Par Sylvie La Spina, rédactrice en chef

 

 

22 août 2024. L’Agence Fédérale pour la Santé de la Chaîne Alimentaire (AFSCA) procède à un rappel de courgettes bio vendues par Delhaize « en raison d’une teneur trop élevée en résidus d’un produit phytopharmaceutique (heptachlore) ». Même rappel le 7 septembre chez Aldi et le 9 septembre chez Carrefour.

 

Des doutes sur l’agriculture biologique

L’information, diffusée par l’AFSCA sur les réseaux sociaux et relayée par la grande presse, provoque l’émoi.
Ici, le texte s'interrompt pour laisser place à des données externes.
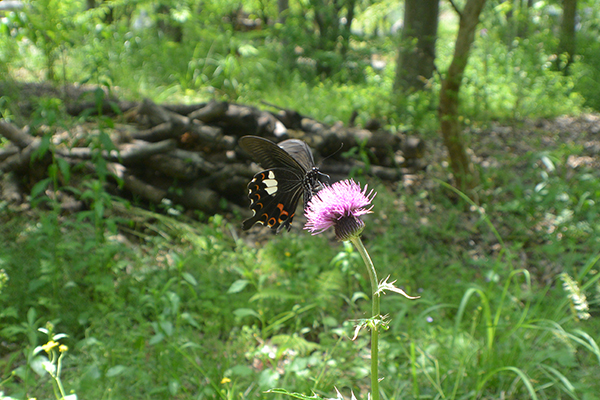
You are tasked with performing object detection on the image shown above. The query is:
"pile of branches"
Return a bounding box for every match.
[0,96,423,214]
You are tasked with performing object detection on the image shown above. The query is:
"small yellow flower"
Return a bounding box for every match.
[42,340,58,353]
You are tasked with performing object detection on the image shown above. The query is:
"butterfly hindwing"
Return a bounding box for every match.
[239,136,321,232]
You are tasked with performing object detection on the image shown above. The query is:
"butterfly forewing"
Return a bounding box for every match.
[239,136,321,232]
[279,139,315,172]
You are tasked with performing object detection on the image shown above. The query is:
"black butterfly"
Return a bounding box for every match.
[239,136,327,232]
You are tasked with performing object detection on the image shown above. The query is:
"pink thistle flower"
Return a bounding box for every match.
[304,179,377,241]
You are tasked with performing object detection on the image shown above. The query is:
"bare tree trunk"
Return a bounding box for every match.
[555,0,577,75]
[439,0,485,190]
[394,0,439,91]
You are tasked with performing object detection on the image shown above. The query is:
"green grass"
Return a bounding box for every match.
[0,152,600,399]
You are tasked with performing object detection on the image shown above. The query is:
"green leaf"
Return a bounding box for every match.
[31,178,52,198]
[181,272,198,286]
[233,308,260,319]
[227,279,250,293]
[56,158,71,183]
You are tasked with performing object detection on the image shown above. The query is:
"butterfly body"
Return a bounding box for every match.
[239,136,324,232]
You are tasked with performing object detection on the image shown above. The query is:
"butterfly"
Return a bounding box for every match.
[239,136,327,233]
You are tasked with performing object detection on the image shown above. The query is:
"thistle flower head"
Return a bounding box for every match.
[304,179,377,241]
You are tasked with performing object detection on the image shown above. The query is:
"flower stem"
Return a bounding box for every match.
[350,236,380,400]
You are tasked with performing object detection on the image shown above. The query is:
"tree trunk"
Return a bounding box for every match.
[555,0,577,75]
[394,0,439,91]
[439,0,485,190]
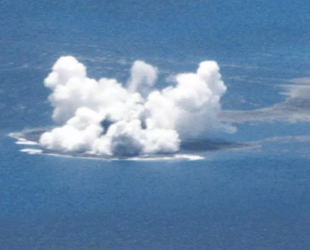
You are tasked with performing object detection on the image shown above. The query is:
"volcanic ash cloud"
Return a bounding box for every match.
[40,56,234,157]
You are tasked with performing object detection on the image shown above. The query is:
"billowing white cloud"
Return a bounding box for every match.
[40,56,234,157]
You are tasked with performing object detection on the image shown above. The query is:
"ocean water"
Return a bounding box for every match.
[0,0,310,250]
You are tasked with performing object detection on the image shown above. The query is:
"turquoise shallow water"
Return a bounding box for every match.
[0,0,310,250]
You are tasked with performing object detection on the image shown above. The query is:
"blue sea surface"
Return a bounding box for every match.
[0,0,310,250]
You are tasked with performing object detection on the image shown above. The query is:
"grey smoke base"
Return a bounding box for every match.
[39,56,235,157]
[219,81,310,123]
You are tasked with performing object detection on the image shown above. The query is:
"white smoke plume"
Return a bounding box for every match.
[40,56,234,157]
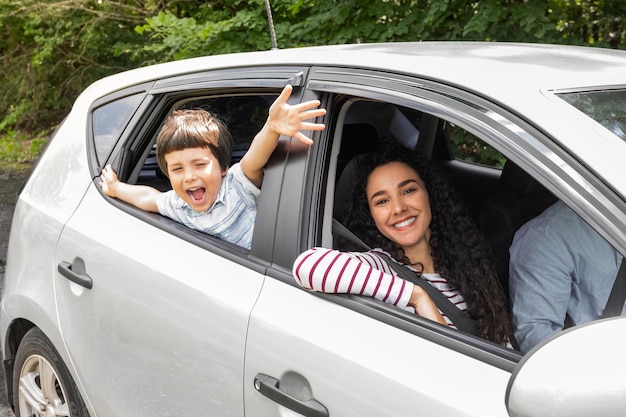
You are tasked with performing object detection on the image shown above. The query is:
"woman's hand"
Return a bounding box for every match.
[409,285,447,325]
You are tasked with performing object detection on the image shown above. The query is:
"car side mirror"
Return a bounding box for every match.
[506,317,626,417]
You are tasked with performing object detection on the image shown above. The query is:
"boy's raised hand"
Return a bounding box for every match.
[268,84,326,145]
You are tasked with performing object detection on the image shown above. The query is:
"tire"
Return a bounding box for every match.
[13,327,89,417]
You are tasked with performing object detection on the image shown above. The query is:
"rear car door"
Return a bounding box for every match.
[55,68,308,416]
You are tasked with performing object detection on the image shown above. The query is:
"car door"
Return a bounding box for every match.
[244,82,519,417]
[55,69,308,416]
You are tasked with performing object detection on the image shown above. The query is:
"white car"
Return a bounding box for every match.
[0,42,626,417]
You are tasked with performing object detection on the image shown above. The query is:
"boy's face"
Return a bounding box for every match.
[165,148,226,212]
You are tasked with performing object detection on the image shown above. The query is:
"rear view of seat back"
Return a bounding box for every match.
[480,161,557,296]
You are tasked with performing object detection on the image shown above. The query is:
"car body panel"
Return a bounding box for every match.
[244,274,511,417]
[0,42,626,417]
[55,185,264,416]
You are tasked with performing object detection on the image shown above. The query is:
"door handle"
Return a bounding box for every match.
[254,374,328,417]
[57,259,93,290]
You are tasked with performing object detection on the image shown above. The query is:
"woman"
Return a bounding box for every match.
[293,145,509,343]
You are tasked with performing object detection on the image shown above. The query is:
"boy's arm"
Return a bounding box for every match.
[100,165,161,213]
[241,85,326,187]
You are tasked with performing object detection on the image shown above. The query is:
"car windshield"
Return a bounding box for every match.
[557,89,626,141]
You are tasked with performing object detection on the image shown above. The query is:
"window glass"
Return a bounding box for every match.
[180,95,276,164]
[557,90,626,141]
[446,123,506,168]
[92,93,143,163]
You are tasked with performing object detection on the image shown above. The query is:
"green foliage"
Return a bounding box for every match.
[0,130,46,165]
[0,0,626,167]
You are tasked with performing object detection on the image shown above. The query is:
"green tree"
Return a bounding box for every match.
[0,0,626,151]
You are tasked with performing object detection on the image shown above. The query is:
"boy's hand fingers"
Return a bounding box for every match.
[300,122,326,130]
[276,84,293,104]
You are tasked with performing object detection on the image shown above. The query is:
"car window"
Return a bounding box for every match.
[137,95,276,191]
[557,90,626,141]
[446,123,506,168]
[92,93,144,164]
Dans les commentaires, on peut lire l’indignation d’un consommateur qui se sent trompé et peine encore à croire dans la fiabilité de l’agriculture biologique. « Et ça se prétend bio ? » « C’est bien la preuve qu’ils nous entubent avec leur pseudo bio. » « Mis à part gonfler les prix, c’est aussi bio que je ne suis blonde ! » « Soi-disant bio… Non seulement ces produits sont plus chers, mais en plus, on ne peut pas s’y fier ! » « Je crois que beaucoup produits bio ne sont pas si bio que cela. »

 

Certains suspectent une agriculture bio moins fiable qu’une autre : celle qui est industrielle, celle qui est vendue par les grandes surfaces ou celle qui provient de l’étranger. « Clairement, le bio industriel, ça n’est pas bio ! » « Comme Delhaize, toutes les grandes surfaces vendent du bio traité avec des produits phytosanitaires. » « Les gens ne comprennent pas que le bio en grand magasin, c’est de la poudre aux yeux. Allez chez les petits marchands locaux, dans les coopératives qui exigent des normes strictes si vous voulez du vrai bio. » « Allez chez le petit maraîcher du coin, lui quand il dit bio, c’est bio ! » « Les seuls légumes réellement bio se trouvent dans mon jardin ».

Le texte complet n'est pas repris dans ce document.